Murdock is paying it forward to the next generation, too. He spent $500 million of his own money on his North Carolina Research Campus, which carries out nutritional research.
All in all, a laudable undertaking. Murdock wants to live around two and a half years longer than the oldest person who ever lived. Given his wealth, advances in medicine and the fact that legumes have been called “the most important predictor of survival in older people”, he could have a shot.
1. Jack Dorsey
The New York Times has called the 47-year-old former Twitter CEO “Gwyneth Paltrow for Silicon Valley,” alluding to the Goop founder’s commitment to what might be considered extreme wellness.
For Dorsey, fasting is the key to long life — in addition to eating just one meal per day, he reportedly fasts on weekends, meaning you’ve eaten more by breakfast time Wednesday than he will all week. Two hours of meditation, a 5 a.m wake-up call and regular ice baths (naturally) all play a role.

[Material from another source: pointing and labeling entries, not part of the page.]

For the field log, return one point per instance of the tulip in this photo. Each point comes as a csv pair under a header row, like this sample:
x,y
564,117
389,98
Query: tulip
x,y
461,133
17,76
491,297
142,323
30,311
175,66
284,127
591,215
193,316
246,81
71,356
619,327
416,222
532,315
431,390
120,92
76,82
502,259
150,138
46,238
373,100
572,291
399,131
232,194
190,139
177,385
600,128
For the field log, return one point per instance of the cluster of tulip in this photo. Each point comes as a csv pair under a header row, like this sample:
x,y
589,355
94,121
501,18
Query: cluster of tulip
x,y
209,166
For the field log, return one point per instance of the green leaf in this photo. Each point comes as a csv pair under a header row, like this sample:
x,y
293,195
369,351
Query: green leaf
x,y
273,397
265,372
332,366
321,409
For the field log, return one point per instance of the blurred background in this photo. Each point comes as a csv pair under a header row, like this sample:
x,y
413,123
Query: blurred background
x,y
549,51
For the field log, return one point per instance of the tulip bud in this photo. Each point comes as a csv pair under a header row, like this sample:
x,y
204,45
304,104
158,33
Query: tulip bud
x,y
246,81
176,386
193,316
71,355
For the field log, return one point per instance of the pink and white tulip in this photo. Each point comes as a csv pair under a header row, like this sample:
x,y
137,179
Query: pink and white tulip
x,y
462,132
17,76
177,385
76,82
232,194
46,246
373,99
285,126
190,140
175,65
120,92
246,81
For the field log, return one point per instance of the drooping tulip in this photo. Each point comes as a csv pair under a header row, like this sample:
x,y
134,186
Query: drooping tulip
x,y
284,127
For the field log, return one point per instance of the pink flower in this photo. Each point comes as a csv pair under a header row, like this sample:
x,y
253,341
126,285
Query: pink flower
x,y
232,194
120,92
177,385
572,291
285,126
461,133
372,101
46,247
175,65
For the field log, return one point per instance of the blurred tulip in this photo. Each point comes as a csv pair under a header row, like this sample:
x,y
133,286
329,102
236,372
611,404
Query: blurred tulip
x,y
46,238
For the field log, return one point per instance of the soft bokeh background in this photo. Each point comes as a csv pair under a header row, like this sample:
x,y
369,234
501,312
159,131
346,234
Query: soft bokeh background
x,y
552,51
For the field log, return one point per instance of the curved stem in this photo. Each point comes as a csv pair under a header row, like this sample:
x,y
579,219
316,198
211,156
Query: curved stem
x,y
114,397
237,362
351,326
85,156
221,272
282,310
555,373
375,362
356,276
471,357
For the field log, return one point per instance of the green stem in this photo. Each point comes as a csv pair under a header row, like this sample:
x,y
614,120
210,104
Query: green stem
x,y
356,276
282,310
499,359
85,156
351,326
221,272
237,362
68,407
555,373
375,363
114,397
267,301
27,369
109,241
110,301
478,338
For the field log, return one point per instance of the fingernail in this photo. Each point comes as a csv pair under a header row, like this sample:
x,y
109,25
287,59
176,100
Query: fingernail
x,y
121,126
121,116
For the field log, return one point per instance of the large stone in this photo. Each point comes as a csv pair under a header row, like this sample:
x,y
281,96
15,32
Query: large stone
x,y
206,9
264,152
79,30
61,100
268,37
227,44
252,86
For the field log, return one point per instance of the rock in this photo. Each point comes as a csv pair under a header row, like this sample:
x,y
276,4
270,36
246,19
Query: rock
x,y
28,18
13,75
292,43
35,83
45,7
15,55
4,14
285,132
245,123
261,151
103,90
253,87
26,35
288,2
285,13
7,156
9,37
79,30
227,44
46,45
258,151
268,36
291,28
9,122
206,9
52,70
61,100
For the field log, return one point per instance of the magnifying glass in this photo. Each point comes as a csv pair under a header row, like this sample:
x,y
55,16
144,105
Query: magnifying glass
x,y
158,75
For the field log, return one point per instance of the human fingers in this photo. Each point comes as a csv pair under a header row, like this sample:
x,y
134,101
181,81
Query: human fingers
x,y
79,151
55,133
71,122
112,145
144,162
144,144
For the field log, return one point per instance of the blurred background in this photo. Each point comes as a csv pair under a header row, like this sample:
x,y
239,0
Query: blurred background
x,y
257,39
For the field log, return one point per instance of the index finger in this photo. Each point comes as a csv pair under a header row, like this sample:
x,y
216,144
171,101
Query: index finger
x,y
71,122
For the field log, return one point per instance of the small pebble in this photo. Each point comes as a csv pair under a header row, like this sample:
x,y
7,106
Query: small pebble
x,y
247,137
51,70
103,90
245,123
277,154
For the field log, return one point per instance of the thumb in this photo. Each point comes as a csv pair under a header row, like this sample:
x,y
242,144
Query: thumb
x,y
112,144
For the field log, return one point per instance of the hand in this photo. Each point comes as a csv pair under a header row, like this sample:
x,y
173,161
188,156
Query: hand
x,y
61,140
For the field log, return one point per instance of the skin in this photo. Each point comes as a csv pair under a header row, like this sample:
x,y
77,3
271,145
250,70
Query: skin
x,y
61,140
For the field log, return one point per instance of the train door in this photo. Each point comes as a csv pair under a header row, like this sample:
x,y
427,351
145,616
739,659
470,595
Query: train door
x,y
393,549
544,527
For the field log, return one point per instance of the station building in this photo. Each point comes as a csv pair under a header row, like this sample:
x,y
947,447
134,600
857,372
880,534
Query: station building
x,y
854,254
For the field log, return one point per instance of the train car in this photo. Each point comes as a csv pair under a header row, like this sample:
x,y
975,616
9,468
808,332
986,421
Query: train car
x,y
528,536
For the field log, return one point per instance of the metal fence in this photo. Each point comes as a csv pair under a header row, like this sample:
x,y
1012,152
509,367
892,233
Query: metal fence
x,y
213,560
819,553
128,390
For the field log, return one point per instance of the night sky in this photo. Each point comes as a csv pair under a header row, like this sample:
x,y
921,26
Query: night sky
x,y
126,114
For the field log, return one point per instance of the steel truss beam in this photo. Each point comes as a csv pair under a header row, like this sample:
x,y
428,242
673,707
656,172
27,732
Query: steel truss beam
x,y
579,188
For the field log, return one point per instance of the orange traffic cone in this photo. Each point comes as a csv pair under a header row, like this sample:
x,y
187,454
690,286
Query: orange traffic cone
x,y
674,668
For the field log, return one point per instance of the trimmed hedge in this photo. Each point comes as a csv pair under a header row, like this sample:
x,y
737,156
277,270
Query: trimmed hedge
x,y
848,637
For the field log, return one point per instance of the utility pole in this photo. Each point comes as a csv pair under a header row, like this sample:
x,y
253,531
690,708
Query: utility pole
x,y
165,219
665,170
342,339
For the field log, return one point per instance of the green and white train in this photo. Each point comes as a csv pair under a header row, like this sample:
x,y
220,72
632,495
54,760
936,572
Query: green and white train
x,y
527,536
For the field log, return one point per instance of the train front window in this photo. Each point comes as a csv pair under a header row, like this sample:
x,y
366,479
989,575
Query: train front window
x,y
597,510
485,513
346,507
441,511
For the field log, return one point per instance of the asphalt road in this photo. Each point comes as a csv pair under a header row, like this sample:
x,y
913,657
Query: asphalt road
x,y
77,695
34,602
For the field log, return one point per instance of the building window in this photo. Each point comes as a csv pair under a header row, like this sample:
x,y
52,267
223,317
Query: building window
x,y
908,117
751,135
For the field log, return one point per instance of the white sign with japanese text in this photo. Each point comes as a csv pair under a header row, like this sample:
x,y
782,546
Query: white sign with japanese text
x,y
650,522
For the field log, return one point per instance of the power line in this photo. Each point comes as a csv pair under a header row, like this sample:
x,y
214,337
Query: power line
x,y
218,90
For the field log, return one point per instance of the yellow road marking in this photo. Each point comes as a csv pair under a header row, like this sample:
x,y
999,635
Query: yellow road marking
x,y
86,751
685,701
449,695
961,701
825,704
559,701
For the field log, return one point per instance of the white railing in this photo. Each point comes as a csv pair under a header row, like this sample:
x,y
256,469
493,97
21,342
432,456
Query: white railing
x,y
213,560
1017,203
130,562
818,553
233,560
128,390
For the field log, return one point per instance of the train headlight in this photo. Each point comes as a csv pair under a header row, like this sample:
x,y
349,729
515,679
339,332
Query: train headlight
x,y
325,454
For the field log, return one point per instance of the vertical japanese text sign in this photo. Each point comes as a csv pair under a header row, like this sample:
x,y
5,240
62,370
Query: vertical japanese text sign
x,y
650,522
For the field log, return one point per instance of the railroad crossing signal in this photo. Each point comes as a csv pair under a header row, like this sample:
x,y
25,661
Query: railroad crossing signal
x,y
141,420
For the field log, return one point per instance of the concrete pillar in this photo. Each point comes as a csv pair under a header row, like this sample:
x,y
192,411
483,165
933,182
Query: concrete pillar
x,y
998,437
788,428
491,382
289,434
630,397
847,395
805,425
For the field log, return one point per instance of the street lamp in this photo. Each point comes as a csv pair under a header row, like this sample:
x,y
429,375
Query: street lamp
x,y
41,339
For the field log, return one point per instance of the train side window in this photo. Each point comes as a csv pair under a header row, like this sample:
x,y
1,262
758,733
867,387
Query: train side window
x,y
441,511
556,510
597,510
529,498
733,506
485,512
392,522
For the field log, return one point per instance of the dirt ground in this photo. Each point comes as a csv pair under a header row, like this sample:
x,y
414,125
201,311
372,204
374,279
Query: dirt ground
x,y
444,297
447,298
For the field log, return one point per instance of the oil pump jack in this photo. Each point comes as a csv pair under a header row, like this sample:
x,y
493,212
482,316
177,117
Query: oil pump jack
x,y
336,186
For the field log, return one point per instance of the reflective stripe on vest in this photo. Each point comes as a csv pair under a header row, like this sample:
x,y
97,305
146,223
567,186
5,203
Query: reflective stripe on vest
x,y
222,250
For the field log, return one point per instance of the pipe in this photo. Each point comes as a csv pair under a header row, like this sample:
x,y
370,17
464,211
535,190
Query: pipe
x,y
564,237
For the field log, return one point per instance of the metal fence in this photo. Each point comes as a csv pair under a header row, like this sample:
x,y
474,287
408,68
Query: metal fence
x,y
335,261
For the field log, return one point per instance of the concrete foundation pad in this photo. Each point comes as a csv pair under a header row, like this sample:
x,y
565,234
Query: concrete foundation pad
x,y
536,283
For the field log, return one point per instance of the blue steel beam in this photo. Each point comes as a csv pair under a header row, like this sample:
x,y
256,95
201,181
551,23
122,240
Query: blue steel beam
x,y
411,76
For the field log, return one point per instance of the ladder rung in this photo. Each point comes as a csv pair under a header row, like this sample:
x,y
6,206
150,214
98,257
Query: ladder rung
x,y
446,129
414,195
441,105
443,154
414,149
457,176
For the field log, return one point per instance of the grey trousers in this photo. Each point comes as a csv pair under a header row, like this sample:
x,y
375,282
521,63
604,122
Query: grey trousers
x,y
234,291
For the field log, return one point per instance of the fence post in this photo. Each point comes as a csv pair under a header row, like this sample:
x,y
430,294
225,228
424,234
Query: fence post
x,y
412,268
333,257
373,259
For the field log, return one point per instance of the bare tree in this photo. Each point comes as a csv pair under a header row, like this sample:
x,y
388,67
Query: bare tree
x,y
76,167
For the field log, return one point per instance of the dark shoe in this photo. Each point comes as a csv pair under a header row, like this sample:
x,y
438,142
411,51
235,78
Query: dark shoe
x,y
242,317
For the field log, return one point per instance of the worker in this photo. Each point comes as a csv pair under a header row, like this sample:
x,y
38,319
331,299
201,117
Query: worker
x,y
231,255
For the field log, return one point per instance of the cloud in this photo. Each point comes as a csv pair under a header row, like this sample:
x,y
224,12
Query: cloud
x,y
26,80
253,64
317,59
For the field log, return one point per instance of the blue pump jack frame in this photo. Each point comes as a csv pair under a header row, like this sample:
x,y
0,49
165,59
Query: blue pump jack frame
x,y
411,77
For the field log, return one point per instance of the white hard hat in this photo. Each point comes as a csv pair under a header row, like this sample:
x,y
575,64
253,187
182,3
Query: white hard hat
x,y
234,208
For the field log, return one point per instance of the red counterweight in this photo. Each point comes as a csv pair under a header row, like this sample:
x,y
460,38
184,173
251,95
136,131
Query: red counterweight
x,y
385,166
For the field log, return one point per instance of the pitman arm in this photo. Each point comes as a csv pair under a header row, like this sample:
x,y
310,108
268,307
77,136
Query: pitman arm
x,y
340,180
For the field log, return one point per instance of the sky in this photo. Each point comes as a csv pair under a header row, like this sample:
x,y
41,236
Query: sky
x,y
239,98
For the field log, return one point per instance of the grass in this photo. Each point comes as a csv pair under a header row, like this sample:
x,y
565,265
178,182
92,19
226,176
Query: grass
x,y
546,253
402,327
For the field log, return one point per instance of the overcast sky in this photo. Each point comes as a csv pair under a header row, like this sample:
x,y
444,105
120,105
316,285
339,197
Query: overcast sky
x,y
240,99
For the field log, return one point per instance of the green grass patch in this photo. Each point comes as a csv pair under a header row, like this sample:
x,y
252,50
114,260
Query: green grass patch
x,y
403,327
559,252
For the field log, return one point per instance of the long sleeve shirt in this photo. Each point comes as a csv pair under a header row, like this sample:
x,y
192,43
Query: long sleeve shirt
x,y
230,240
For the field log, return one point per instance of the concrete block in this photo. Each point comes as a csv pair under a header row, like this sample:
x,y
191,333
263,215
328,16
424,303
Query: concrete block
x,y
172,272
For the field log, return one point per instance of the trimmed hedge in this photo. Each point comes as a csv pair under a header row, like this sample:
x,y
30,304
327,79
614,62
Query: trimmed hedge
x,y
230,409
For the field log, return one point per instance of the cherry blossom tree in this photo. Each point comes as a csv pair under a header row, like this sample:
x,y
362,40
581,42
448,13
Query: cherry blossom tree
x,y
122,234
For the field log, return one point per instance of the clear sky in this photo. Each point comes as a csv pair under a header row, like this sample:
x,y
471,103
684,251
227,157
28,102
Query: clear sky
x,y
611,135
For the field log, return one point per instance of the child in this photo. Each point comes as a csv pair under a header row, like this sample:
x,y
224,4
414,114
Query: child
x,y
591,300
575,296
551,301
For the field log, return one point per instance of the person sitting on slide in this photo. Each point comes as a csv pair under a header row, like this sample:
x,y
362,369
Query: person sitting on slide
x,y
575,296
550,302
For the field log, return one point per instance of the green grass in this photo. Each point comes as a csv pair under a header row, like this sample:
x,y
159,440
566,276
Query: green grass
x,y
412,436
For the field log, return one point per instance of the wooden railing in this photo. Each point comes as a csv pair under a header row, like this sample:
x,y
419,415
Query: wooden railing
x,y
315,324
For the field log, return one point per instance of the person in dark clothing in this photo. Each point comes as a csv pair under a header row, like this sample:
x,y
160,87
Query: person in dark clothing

Dorsey claims his extreme regimen is less an attempt to live forever and more just a way of staying above water in his hectic career. After all, stress is a killer. Again, 150 seems unlikely, but fasting is quickly emerging as a way to expand lifespan, with one study claiming “[i]ntermittent and periodic fasting…have the potential to prevent and treat disease,” while also noting “their effect on cellular aging and the molecular mechanisms involved are only beginning to be unraveled.”
Who’s Really Going to Live Forever?
Transplanting your brain, freezing your body and injecting your offspring’s plasma all sound like the stuff of science fiction. And despite some solid advances, and millions of dollars spent in the relevant fields, they still largely are.
Some pills, like metformin, do show promise. “Combining anti-aging medicine with cutting-edge medical care, regardless of chronological age, will extend maximal lifespan further,” writes Blagosklonny.
But, despite the best efforts of tech bros, your best chances of reaching 150 may be slightly more mundane: reducing sugar and alcohol, upping the veggies and participating in daily exercise. That, and a little good luck.